摘要 Abstract
虽然顺序决策环境常常涉及高维观测,但并非所有这些观测特征都与控制相关。特别是,观测空间可能捕获环境中由智能体无法控制的因素,但这些因素增加了观测空间的复杂性。为了在可处理的小状态空间中操作,需要忽略这些“噪声”特征,这对有效的策略学习提出了挑战。由于许多此类环境中存在丰富的视频数据,任务无关的无动作离线数据表征学习提供了一个有吸引力的解决方案。然而,近期的研究揭示了在存在时序相关的噪声特征的Exogenous Block MDP(Ex-BMDP)模型中无动作学习的理论局限性。为了解决这些局限性,我们确定了一个现实场景:当来自具有不同策略的多个智能体的无动作视频数据可用时,Ex-BMDP中的表征学习变得可行。具体而言,本文介绍了CRAFT(基于比较的无动作轨迹表征),这是一种样本高效的算法,利用跨智能体可控特征动态的差异来学习表征。我们为CRAFT的性能提供了理论保证,并在一个玩具示例中展示了其可行性,为类似设置中的实用方法奠定了基础。
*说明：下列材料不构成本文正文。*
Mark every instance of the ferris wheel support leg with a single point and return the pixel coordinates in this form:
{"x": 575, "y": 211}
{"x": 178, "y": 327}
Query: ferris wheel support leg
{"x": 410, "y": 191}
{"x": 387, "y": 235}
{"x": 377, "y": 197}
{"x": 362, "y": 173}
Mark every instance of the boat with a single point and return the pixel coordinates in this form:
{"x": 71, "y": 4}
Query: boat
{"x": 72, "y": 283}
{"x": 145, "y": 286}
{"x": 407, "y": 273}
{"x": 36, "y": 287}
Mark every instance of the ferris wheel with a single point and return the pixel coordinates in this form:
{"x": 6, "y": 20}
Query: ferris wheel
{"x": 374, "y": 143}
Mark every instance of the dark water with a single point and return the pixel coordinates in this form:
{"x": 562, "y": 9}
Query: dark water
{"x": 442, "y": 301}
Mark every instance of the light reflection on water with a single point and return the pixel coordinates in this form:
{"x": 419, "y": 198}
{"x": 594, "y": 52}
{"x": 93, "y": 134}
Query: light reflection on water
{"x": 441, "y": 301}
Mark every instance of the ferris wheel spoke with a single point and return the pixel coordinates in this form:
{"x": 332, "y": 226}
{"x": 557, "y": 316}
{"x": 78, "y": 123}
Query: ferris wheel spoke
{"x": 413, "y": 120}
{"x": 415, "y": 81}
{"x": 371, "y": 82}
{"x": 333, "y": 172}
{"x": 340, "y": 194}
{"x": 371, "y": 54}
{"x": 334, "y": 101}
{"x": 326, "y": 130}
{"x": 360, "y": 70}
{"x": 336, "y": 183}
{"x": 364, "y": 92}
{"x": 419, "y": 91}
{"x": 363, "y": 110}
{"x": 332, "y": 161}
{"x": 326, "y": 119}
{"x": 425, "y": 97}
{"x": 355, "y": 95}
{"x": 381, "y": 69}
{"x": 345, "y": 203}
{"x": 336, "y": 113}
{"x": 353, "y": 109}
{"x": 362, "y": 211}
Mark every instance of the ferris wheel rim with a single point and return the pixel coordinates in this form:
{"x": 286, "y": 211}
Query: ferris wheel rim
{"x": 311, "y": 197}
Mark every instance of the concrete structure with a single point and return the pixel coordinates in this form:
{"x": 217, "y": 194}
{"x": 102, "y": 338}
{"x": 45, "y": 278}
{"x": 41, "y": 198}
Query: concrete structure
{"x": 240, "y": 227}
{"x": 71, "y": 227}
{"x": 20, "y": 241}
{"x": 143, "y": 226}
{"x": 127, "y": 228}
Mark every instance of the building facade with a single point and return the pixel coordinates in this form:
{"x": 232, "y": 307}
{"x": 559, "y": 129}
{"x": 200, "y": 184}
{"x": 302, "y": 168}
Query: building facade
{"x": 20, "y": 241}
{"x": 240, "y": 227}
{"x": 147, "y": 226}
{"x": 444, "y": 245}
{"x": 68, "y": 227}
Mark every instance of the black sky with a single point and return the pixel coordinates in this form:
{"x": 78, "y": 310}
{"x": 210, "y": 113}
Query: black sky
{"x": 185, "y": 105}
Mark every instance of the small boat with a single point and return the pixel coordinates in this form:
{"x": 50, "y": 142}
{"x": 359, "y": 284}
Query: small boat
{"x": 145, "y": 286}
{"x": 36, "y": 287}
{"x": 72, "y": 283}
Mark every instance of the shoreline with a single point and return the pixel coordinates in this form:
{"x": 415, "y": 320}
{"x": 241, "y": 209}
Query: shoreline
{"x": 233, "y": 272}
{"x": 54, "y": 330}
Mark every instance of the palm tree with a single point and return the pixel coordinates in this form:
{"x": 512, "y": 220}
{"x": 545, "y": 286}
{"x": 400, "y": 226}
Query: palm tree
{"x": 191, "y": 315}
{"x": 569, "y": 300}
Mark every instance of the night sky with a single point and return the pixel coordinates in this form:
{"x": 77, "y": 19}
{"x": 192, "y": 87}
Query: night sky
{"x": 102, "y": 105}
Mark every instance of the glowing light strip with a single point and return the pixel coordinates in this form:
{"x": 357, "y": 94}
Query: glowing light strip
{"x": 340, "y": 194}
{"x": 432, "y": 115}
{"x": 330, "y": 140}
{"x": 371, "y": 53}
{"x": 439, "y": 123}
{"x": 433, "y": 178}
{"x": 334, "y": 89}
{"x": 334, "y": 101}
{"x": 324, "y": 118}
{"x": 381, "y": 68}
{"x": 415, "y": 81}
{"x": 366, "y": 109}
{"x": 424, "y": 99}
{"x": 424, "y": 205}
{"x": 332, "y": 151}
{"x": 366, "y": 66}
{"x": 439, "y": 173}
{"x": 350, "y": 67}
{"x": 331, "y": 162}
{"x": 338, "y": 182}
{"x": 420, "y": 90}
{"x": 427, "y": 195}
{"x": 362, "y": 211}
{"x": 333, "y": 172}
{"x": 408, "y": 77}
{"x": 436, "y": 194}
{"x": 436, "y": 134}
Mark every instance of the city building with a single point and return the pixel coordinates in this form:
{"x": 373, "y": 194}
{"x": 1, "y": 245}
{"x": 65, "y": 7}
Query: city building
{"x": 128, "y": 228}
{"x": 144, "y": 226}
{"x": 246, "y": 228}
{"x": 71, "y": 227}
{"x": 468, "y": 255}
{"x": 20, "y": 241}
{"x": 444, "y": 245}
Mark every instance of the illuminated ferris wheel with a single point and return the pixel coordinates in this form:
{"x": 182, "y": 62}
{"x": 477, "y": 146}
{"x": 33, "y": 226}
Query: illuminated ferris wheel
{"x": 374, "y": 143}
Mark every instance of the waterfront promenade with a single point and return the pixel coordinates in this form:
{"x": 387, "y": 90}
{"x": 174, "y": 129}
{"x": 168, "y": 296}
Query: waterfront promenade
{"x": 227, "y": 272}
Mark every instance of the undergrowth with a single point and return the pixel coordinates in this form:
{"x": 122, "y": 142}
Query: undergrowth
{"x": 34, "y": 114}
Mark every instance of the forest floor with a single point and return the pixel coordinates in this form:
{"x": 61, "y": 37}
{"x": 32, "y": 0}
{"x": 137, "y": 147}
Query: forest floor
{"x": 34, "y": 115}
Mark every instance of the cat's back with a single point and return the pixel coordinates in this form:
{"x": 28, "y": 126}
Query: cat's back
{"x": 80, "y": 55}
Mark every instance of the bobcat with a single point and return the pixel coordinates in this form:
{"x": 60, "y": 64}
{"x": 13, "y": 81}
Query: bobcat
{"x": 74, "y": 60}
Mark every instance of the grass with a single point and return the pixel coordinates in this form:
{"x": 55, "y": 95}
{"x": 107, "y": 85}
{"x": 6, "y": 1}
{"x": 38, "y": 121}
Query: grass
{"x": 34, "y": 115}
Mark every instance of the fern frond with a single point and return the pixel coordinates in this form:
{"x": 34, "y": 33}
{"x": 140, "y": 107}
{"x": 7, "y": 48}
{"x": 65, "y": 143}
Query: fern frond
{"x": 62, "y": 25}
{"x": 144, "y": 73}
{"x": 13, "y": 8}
While sequential decision-making environments often involve high-dimensional observations, not all features of these observations are relevant for control. In particular, the observation space may capture factors of the environment which are not controllable by the agent, but which add complexity to the observation space. The need to ignore these "noise" features in order to operate in a tractably-small state space poses a challenge for efficient policy learning. Due to the abundance of video data available in many such environments, task-independent representation learning from action-free offline data offers an attractive solution. However, recent work has highlighted theoretical limitations in action-free learning under the Exogenous Block MDP (Ex-BMDP) model, where temporally-correlated noise features are present in the observations. To address these limitations, we identify a realistic setting where representation learning in Ex-BMDPs becomes tractable: when action-free video data from multiple agents with differing policies are available. Concretely, this paper introduces CRAFT (Comparison-based Representations from Action-Free Trajectories), a sample-efficient algorithm leveraging differences in controllable feature dynamics across agents to learn representations. We provide theoretical guarantees for CRAFT's performance and demonstrate its feasibility on a toy example, offering a foundation for practical methods in similar settings.